First of all, Shark currently does not have a standard library, everything is done with C's STD (since Shark and C are ABI-compatible), this includes the main function, and things like printf.

Using the compiler

System requirements

The binary compiled by sharkc can only run on 64-bit x86 CPU's, and it is only tested on Linux and macOS. sharkc itself might work on other systems, but it is not tested.

Dependencies

  • cargo for building the sharkc binary
  • nasm and gcc (or clang) for assembling and linking the assembly code output by sharkc

Install and use the compiler

To build the sharkc binary, first clone the repository, and then fetch the submodule madeline (a compiler backend I wrote):

git submodule update --init --recursive --remote

And then build the binary using cargo:

cargo build --release

The compiler would output assembly code, you can either manually assemble and link the assembly output or use the compile.py script.

To compile, assemble and link manually:

# if you are on a Mac, replace `elf64` with `macho64`
$ ./target/release/sharkc -f elf64 program.shark -o output.asm
$ nasm -f elf64 output.asm -o output.o
# for now you have to link with `-no-pie` on Linux
$ gcc -no-pie output.o

# run the program:
$ ./a.out

Using the compile.py script, first install the compiler:

  • Create the directory ~/.config/sharkc/
  • Move compile.py and target/release/sharkc into ~/.config/sharkc/
  • Add alias sharkc="python3 ~/.config/sharkc/compile.py" to your shell config files

Using the installed compiler:

# If you are on a Mac, replace `elf64` with `macho64`
$ sharkc program.shark -f elf64 -o a.out

# run the program:
./a.out

Functions and variables

In Shark, variables and functions are declared using the same syntax:

name: T = RHS

To declare a function, just declare a variable with function as its type (arg: T) -> T, and a block { ... } as its RHS.

Note that function types without any arguments or no return values can be abbreviated as shown below:

// function with arguments and return values
sum: (x: usize, y: usize) -> usize = { ... }

// function with no return values
add: (x: *usize, y: usize) -> none = { ... }
add: (x: *usize, y: usize) = { ... }

// function with no arguments but a return value
main: () -> u32 = { ... }
main: -> u32 = { ... }

// function with no arguments or return value
print_message: () -> none = { ... }
print_message: () = { ... }

Having a trailing comma , in function argument expressions is also allowd:

main: (argc: u32, argv: **u8, ) = { ... }

Functions with variadic arguments can be annotated using ..:

extern printf: (fmt: *u8, args: usize ..);

Note that the extern keyword means that the symbol is declared elsewhere in another file.

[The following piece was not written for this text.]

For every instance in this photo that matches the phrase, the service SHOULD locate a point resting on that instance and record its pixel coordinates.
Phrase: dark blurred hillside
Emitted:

To declare variable, use a similar syntax, you can also leave the type expression blank for the compiler to infer a type

x: usize = 0;
y: = x;

Data types

Basic type names in Shark is similar to those in Rust:

Unsigned integers:  u8, u16, u32, u64, usize,
Signed integers:    i8, i16, i32, i64, isize,
Floating point:     f32, f64,

Note that Shark has a type called none that works similar to the C void,

There are no dedicated boolean types, but there is true and false, which equals to 1 and 0,

Pointers are annotated using * before the type, such as *none, and **u8,

You can also define a custom type using typedef:

typedef str = *u8;

Structure and slice types are currently able to be parsed, but they can't be compiled.

// structure:
typedef Person = {
    name: [u8],     // slice
    age: usize,
    gender: u8,
}

Implicit printf

When encountering a string literal with no further context, the compiler implicitly calls the printf function:

"hello, world\n";   // this just prints "hello, world"

If statements and loops

If statements works as you would expect:

if a < 100 {
    "a is small\n";
} else if a > 100 {
    "ONE\n";
} else {
    "A HUNDRED!\n";
}

Comparation operators - ==, !=, >, <, >=, <= currently only works inside if conditions.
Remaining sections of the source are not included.